Die Evangelische Kirche in Hessen und Nassau (EKHN) startet an diesem Freitag ein neues Format für Online-Gottesdienste in Wohnzimmeratmosphäre. Neben den bestehenden Angeboten, Gottesdienste in Kirchen via Internet zu empfangen, sollen nun unter dem Motto «Living Room» jeden Freitag Wohnzimmer-Andachten angeboten werden, teilte die EKHN mit. Der Titel sei in Zeiten der Kontaktsperre bewusst ausgesucht worden. Dort sollen Menschen persönlich und ermutigend erzählen, warum der christliche Glaube gerade in herausfordernden Zeiten eine kostbare Kraft sein kann. Die Sendung würde absichtlich freitags gesendet, um die Bildschirme für die großen Fernsehgottesdienste frei zu halten.

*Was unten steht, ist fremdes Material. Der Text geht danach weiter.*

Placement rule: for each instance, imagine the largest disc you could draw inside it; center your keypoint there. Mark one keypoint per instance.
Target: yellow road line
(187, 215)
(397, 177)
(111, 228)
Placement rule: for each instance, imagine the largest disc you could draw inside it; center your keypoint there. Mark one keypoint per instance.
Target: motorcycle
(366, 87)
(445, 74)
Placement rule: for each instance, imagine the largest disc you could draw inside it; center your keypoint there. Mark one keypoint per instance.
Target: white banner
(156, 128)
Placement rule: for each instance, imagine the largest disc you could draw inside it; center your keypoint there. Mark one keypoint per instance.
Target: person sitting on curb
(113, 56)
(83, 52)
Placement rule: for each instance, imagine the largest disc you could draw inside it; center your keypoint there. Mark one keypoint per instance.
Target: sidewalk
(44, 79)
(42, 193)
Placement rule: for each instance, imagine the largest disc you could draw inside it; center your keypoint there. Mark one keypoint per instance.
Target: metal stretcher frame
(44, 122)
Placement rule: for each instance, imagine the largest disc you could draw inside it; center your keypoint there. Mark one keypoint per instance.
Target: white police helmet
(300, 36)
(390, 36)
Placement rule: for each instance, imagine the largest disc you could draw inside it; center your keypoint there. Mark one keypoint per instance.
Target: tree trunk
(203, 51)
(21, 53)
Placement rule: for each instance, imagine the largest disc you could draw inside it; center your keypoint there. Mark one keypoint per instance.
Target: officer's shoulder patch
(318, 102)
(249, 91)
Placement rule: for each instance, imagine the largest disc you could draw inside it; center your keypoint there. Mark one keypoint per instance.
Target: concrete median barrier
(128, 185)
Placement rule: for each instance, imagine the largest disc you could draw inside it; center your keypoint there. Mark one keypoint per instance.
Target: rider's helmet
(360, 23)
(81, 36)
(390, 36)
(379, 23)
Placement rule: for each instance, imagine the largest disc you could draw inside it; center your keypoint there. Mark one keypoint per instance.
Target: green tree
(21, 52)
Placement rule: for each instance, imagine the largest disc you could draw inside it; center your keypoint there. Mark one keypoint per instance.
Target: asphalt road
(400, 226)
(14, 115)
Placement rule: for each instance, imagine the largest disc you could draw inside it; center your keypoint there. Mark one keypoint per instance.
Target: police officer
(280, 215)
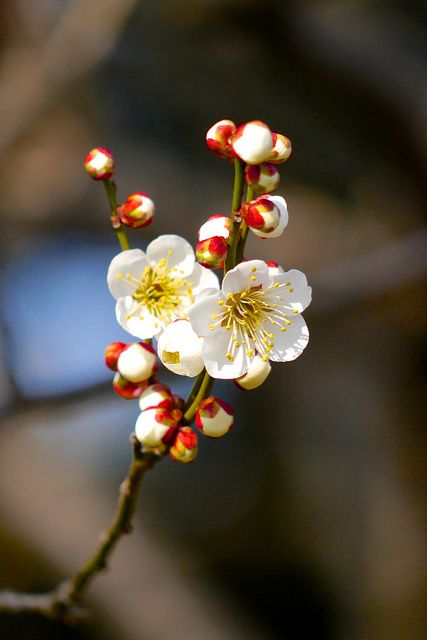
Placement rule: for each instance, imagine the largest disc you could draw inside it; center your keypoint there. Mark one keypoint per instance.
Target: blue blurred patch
(58, 314)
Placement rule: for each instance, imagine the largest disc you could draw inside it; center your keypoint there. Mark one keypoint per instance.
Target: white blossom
(255, 312)
(156, 287)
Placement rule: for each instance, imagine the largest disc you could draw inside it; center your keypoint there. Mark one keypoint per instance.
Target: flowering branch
(61, 603)
(202, 329)
(111, 190)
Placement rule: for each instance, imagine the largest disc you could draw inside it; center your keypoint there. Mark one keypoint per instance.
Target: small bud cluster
(261, 149)
(138, 209)
(134, 365)
(169, 294)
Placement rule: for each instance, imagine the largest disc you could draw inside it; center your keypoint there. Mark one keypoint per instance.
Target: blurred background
(309, 518)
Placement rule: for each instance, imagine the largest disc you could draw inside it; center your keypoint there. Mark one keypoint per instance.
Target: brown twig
(61, 602)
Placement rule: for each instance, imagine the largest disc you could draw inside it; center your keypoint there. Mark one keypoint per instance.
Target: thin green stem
(244, 228)
(204, 389)
(196, 386)
(111, 191)
(230, 260)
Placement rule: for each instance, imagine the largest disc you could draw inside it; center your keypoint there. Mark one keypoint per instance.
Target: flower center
(246, 314)
(159, 292)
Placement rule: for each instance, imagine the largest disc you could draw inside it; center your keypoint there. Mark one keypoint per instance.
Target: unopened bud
(263, 178)
(180, 349)
(252, 142)
(267, 216)
(156, 395)
(156, 426)
(99, 163)
(214, 417)
(137, 362)
(126, 389)
(217, 138)
(216, 225)
(184, 445)
(211, 253)
(137, 211)
(282, 149)
(257, 373)
(112, 353)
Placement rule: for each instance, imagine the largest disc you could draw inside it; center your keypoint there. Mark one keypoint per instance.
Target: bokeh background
(309, 518)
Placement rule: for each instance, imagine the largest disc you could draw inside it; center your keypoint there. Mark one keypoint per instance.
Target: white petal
(298, 299)
(256, 374)
(282, 206)
(136, 363)
(247, 274)
(180, 349)
(202, 278)
(141, 324)
(288, 344)
(177, 251)
(201, 312)
(132, 261)
(217, 364)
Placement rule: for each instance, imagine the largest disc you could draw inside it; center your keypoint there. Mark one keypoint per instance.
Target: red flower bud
(99, 163)
(112, 353)
(137, 362)
(282, 149)
(137, 211)
(252, 142)
(217, 138)
(211, 252)
(214, 417)
(263, 178)
(184, 445)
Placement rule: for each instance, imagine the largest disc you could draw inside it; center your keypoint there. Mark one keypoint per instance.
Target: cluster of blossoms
(201, 327)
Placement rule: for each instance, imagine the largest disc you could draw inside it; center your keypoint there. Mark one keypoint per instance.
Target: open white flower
(154, 288)
(256, 312)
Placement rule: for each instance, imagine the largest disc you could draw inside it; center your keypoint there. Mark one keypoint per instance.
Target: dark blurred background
(309, 518)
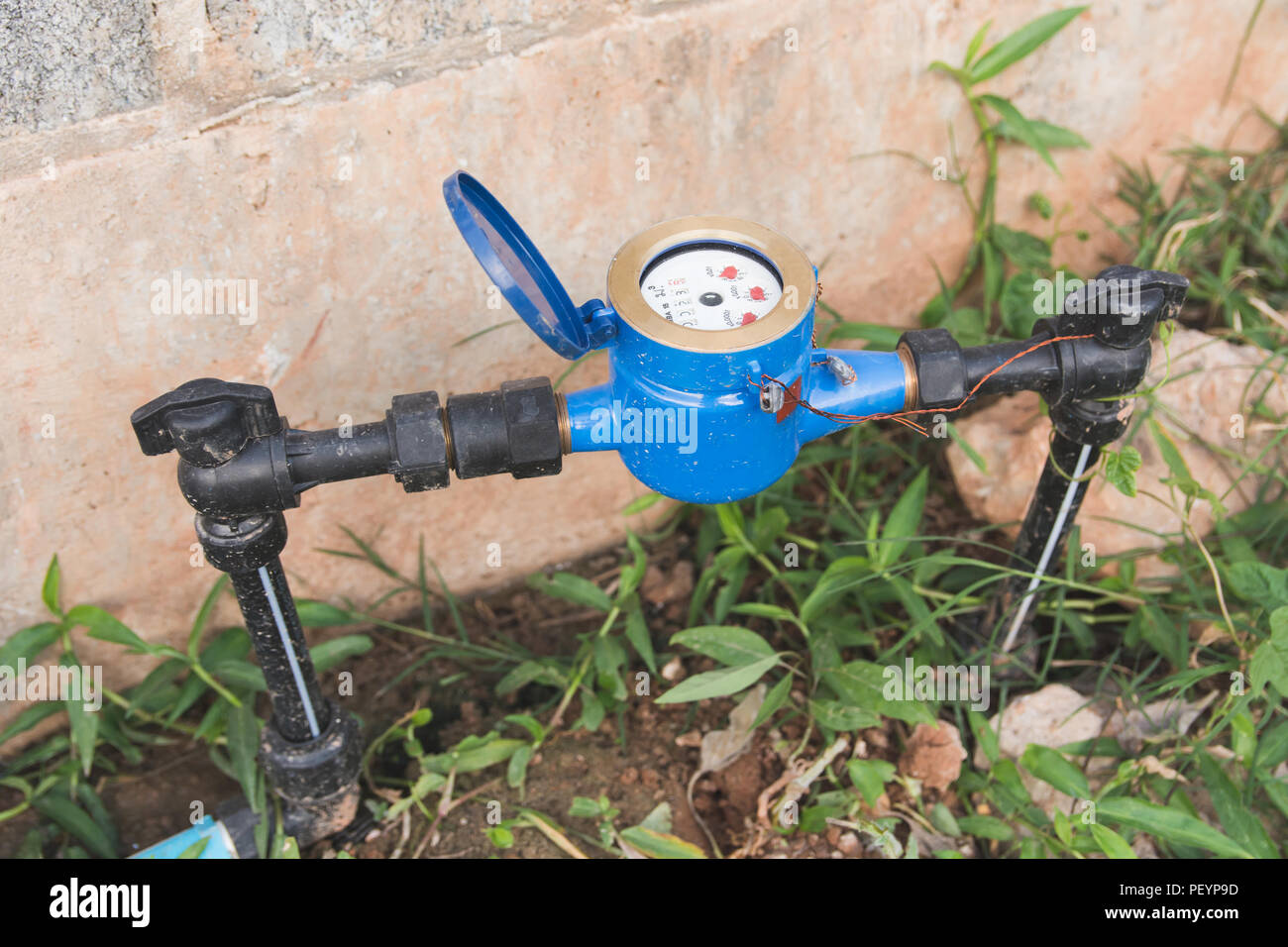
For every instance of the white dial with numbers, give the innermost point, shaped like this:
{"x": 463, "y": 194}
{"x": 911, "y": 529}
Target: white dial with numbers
{"x": 711, "y": 286}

KÜNDIGUNG VON ZEITKARTEN BEIM RMV

Der Rhein-Main-Verkehrsverbund (RMV) erleichtert die Kündigung von Zeitkarten. Die Kündigungsfrist zum Monatsende sei von 20 auf 10 Tage verkürzt worden, zudem würden keine Bearbeitungsgebühren mehr erhoben, erklärte der RMV auf Anfrage. Über weitere Lösungen werde beraten, die «sowohl die Lage der Fahrgäste als auch die Notwendigkeit einer nachhaltigen Finanzierung des öffentlichen Nahverkehrs mit einbeziehen, der im Sinne der Daseinsvorsorge auch in Corona-Zeiten weiterfährt», erklärte der RMV. Der nordhessische Verkehrsverbund NVV dünnt derweil sein Angebot ab Samstag nochmals aus, unter anderem bei der Kurhessenbahn zwischen Kassel und Korbach sowie Brilon und Frankenberg.